Opinie In de memories van toelichting bij de begrotingen 2015 van de Ministeries van BZK, I&M en EZ wordt melding gemaakt van een nieuw Rijksinitiatief: “De Agenda Stad”. Doel is blijkbaar: ‘de concurrentiekracht en de leefbaarheid van de Nederlandse Steden te versterken.’ Wie kan daar tegen zijn? Een poging om wat meer vat op dit initiatief te krijgen.
Opvallend is dat minister Stef Blok niet genoemd wordt bij de ondertekenaars.
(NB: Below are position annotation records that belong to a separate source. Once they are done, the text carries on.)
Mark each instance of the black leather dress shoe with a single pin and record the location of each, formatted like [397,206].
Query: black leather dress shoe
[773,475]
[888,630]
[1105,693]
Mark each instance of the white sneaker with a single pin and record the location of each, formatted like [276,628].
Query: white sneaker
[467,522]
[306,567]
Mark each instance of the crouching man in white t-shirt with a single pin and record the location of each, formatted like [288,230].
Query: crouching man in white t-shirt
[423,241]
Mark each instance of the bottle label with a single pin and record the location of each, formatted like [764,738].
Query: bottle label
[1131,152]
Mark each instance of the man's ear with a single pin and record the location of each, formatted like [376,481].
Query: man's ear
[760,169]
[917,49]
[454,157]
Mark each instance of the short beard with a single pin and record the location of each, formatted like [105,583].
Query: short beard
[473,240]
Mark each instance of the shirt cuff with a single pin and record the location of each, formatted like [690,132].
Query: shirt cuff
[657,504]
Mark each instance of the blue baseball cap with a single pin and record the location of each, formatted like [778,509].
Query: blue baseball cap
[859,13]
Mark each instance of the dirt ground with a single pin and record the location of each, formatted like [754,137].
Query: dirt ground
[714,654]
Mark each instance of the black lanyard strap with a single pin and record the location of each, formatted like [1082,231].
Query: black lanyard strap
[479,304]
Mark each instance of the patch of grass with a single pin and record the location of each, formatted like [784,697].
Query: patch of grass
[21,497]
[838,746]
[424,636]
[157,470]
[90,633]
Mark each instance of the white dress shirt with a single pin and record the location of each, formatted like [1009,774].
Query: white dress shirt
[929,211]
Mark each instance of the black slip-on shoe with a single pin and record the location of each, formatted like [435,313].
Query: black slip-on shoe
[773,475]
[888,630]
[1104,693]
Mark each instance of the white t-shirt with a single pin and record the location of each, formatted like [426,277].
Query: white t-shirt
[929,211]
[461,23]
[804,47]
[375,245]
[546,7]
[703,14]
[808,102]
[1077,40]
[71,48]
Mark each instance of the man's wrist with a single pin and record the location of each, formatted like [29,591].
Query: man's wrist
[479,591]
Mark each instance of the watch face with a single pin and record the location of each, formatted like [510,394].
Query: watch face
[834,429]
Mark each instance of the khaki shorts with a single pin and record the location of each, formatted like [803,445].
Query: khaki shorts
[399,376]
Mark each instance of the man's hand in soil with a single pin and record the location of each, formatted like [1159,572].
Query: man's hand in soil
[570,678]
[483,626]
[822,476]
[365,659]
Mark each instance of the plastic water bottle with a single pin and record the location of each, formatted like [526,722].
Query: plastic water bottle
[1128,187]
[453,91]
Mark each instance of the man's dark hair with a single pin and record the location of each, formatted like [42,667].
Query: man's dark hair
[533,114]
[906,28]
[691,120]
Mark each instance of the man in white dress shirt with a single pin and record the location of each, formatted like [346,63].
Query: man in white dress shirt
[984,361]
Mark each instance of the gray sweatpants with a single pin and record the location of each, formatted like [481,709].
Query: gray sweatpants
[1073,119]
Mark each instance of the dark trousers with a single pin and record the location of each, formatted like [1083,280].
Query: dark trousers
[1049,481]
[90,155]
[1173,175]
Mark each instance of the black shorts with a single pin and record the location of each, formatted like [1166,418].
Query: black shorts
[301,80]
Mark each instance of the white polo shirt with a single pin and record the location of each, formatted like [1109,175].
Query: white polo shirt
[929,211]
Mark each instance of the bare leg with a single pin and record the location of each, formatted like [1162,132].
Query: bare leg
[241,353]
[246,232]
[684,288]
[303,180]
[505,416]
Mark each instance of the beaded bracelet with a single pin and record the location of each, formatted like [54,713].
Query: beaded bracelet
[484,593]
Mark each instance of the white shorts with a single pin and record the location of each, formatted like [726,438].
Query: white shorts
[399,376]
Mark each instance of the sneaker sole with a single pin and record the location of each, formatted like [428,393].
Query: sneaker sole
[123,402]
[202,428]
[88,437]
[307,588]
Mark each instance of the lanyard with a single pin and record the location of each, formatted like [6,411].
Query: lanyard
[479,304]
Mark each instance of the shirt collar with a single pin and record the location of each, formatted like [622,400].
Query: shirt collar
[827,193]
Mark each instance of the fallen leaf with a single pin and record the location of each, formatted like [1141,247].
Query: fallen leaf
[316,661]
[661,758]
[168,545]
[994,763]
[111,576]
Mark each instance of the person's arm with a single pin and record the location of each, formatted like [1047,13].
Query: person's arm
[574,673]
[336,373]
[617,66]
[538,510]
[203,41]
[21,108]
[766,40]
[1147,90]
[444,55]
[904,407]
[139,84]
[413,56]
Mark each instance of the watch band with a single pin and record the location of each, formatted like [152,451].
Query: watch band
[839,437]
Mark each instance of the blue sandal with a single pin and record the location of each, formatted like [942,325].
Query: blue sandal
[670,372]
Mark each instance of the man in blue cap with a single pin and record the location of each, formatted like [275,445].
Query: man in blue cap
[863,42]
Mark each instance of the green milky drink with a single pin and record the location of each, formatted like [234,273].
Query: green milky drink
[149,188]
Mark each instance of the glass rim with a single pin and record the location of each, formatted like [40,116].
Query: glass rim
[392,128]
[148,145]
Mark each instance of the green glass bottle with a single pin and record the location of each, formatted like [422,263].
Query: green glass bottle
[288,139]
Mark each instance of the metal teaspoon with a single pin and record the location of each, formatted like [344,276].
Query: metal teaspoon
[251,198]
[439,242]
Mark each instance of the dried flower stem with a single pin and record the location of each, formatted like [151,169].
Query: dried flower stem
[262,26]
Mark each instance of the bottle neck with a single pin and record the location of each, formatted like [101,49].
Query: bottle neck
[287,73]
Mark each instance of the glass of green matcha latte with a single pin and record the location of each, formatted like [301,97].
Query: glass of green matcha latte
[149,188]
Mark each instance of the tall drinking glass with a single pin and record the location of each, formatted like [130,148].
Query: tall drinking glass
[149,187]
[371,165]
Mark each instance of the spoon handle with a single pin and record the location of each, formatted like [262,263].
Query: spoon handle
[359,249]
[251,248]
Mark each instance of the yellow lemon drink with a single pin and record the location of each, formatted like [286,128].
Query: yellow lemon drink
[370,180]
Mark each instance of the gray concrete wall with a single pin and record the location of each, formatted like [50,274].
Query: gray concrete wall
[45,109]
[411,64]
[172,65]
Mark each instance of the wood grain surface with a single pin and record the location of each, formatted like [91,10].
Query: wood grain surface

Traditioneel waren de rijksdisciplines Wonen, Volkshuisvesting en Woningmarkt zeer prominent aanwezig in de Rijksaanpak voor de stedelijke gebieden. Jarenlang waren de zeer aanzienlijke geldstromen uit het Investeringsfonds Stedelijke Vernieuwing (ISV) leidend voor de Rijksbemoeienis met de stedelijke ontwikkeling. De al enige jaren aangekondigde beëindiging van deze geldstroom (2013) is aanleiding geweest voor veel gemeenten en gremia als de G32 om te pleiten voor een nieuwe subsidiestroom. Tevergeefs. De Rijkssturing met Rijksmiddelen beperkt zich, begrijpelijk, steeds meer tot zaken die specifiek van nationaal belang zijn.
Blijkbaar is het nodig dat de teleurgestelden nog een doekje voor het bloeden krijgen. Want zo is de “Agenda Stad” wel te karakteriseren: heel veel woorden, weinig daden en vooral geen geld. Minister Plasterk meldt dat het gaat om de concurrentiekracht en leefbaarheid van de steden, waarbij het de uitdaging voor zijn departement is om interdepartementaal deze Agenda te concretiseren. Precies lezen van deze zinsnede leert ons: dat blijkbaar BZK aan het stuur wil zitten, met EZ en Ie&M op de achterbank. Maar ook dat het allemaal nog vaag is: de Agenda moet immers worden geconcretiseerd.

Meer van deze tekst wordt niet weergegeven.